Balance Sheet and Need for Commercial Execution
Tela Bio ended the quarter with $39.5 million in cash and cash equivalents, which management did not characterize as an immediate concern but sits against ongoing operating losses and rising interest costs. The combination increases the strategic importance of delivering the planned sales ramp, realizing productivity from the expanded sales force and moving closer to sustainable cash generation.
Forward-Looking Outlook and Execution Milestones
Management reaffirmed its outlook for at least 8% revenue growth in 2026 and guided to roughly $20 million of revenue in Q2, with international strength, OviTex unit growth and LiquiFix momentum as key pillars. The company emphasized that the commercial launch of OviTex LTR, maturation of recently hired sales reps, and timely execution of contracts and territory realignments are the central variables that will determine whether the anticipated second-half inflection materializes.

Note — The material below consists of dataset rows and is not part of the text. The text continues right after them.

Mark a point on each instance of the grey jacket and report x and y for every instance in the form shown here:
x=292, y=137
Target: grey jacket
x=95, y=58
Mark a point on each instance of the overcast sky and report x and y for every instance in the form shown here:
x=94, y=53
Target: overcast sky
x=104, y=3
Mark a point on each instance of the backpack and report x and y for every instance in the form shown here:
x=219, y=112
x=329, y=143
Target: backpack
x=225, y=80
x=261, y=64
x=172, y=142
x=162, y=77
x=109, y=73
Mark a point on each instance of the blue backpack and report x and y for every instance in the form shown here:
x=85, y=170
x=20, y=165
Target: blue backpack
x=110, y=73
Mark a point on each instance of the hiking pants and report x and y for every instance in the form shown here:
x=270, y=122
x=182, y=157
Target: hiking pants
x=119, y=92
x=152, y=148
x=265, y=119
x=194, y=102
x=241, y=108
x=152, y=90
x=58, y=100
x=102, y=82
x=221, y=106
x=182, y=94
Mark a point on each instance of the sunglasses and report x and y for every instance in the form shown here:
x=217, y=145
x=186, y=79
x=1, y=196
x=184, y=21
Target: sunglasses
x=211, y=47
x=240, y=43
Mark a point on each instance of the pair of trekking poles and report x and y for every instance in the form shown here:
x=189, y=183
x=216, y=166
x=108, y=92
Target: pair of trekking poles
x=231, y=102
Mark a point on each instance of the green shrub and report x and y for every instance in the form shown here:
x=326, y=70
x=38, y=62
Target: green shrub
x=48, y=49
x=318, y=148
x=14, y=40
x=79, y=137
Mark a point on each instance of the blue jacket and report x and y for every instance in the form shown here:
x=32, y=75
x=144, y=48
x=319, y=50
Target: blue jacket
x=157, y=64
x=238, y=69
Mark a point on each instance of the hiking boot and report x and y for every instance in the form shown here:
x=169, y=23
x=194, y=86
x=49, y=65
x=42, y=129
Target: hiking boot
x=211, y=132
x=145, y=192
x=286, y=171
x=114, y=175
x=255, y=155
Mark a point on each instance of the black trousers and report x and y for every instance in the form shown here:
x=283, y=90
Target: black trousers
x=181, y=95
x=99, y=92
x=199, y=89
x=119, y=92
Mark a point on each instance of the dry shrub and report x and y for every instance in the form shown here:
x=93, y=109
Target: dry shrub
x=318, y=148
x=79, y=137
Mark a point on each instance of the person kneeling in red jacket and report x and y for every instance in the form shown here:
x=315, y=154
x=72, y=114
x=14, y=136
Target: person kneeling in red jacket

Tela Bio’s earnings call painted a picture of a company moving from validation to scale, with strong clinical data, a richer product portfolio and a larger sales force supporting a constructive long-term narrative. Investors, however, will be watching closely to see if management can translate these ingredients into faster revenue growth, improved margins and a path toward profitability as 2026 progresses.